Fall-Related Measurement Data Validation Methods
Quality improvement strategies require the proper measurement of indicators related to the practice problem. Patient falls are included in the National Database of Nursing Quality Indicators (NDNQI), allowing to evaluate and monitor staffing effectiveness (Yoder-Wise, 2019). The collaboration interview with the key leaders in my practice setting allowed me to determine the measures for the problem of patient falls in the Med/Surg unit. The data analysis of falls suggests that the issue is addressed in several ways. The primary measures include the overall rate of falls/falls with injury per 1,000 patient days and the number of falls by location, service line, day of the week, time of the day, and zoning. The healthcare provider calculates the total number of falls by registered nurse/patient care technician (RN/PCT) ratios. The percentages of assisted versus non-assisted falls, contributing factors, and injury types are registered for performance assessment purposes. Currently, there are no gaps in the data obtained from the report, as the results are consistent and follow the provider’s fall prevention protocol.
The interview revealed two major challenges impacting measurement for the practice problem. First, patients manage to leave the bed before the alarm alerts the staff, which can affect the accuracy of timing and zoning estimates. Second, the assessment of contributing factors is complicated when a patient’s risk of fall is not properly assessed due to the absence/loss of the patient’s medical records. Spath (2018) suggests that the accuracy of performance measures is essential for quality improvement as it determines the validity of measures. US healthcare providers use injury codes (E-codes) to determine whether an injury was caused by a fall event (Min et al., 2019). The Agency for Healthcare Research and Quality (2017) maintains NDNQI indicators can be employed to evaluate falls and fall injuries and determine their severity. Alternatively, the data from electronic health records (EHRs) might be assessed automatically to calculate fall rates and fall prevention indicators (Cho et al., 2018).
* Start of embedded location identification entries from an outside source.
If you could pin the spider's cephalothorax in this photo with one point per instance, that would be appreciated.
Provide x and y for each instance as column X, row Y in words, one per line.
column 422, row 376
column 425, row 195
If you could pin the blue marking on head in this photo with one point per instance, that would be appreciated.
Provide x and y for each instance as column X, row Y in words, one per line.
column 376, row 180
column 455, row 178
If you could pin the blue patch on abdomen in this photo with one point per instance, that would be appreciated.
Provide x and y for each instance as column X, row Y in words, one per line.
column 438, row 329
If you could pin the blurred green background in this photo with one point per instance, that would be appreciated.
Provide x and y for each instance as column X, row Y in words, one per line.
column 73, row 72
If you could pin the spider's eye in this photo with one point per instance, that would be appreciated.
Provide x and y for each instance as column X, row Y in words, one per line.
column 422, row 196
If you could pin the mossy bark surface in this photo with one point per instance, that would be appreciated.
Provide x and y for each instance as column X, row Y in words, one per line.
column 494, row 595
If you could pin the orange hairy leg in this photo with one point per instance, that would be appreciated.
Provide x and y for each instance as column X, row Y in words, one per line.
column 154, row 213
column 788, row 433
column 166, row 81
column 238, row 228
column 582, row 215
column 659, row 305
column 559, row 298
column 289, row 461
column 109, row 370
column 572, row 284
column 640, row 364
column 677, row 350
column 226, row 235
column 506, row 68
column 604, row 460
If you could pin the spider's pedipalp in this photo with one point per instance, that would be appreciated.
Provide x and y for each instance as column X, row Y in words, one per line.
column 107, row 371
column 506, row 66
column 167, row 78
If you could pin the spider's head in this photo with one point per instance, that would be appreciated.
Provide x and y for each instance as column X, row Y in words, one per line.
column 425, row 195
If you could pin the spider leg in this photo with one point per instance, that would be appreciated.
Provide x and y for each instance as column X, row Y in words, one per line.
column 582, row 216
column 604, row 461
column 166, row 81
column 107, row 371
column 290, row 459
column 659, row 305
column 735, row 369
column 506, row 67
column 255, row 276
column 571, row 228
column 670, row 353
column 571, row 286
Overall, there is a significant number of ways that healthcare providers can introduce to ensure the accuracy and validity of fall-related measurement data.
The Agency for Healthcare Research and Quality. (2017). Module 5: How to measure fall rates and fall prevention practices – Training guide. AHRQ. Web.
Cho, I., Boo, E. H., Lee, S. Y., & Dykes, P. C. (2018). Automatic population of eMeasurements from EHR systems for inpatient falls. Journal of the American Medical Informatics Association, 25(6), 730–738. Web.
Min, L., Tinetti, M., Langa, K. M., Ha, J., Alexander, N., & Hoffman, G. J. (2019). Measurement of fall injury with health care system data and assessment of inclusiveness and validity of measurement models. JAMA Network Open, 2(8). Web.
Spath, P. (2018). Introduction to healthcare quality management (3rd ed.). Health Administration Press.
Yoder-Wise, P. S. (2019). Leading and managing in nursing (7th ed.). Mosby.